Bollywood loves remakes, and this is a clever Indian version of the 1951 US film “Ace in the Hole” directed by Billy Wilder — based on a true story that took place in the 1920s. Building on the long-simmering tragedy of farmer suicides in India, the film is a portrait of Natha, an Indian farmer who considers ending his own life so his family can receive compensation from the government. The story grips the nation and mayhem ensues after an amoral journalist encourages Natha to go through with the act to provide a more sensational story. It’s a funny, sad, and colorful black comedy.

La Dictadura Perfecta (2014)

A black comedy made by Mexican director Luis Estrada about a corrupt Mexican governor who hires a fictional TV station to make him look good after he’s filmed accepting a suitcase of cash. Money laundering, a kidnapping of baby twins, and blatant lying and media manipulation ensue. There are no good guys in this film, which delves into the interplay of the graft rampant within the Mexico City establishment and the absolute corruption of the local politicians in this small town.

Mr. Jones (2019)

Welsh journalist Gareth Jones witnessed the Ukrainian famine in the 1930s and bravely published dozens of articles about the mass starvation in the region — a consequence of Soviet agricultural policies — all of which were ignored. This film, produced in Poland, shows us the sobering limits of investigative reporting and the times when journalists who create the first draft of history are remembered only later for getting the story right. The film vividly captures the contrast between Jones and the now-discredited Moscow correspondent for The New York Times, Walter Duranty, who was hobnobbing with Communist Party leaders and collecting art instead of covering the starvation.

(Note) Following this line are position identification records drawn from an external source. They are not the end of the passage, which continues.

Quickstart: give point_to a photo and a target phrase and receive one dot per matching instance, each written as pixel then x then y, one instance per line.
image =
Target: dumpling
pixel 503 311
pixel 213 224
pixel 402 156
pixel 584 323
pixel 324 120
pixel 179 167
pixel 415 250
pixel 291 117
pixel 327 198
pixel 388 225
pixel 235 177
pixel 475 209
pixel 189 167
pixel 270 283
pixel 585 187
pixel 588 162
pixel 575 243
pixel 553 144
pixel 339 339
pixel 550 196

The Best is Yet to Come [Chinese-language only] (2020)

Even after class ended, we kept coming across films we wanted to watch and discuss with our students. This film, set in 2003 just after the SARS outbreak, is hard to find, as the Chinese government censored it soon after it appeared. It tells the story of Chinese journalists who looked into the widespread discrimination against people with hepatitis B — and exposed the cottage industry of fake medical reports that sprang up at the time.

 


Dr. Anya Schiffrin is the director of the technology, media, and communications specialization at Columbia University’s School of International and Public Affairs. Sheila Coronel is director of the Toni Stabile Center for Investigative Journalism at Columbia University’s School of Journalism.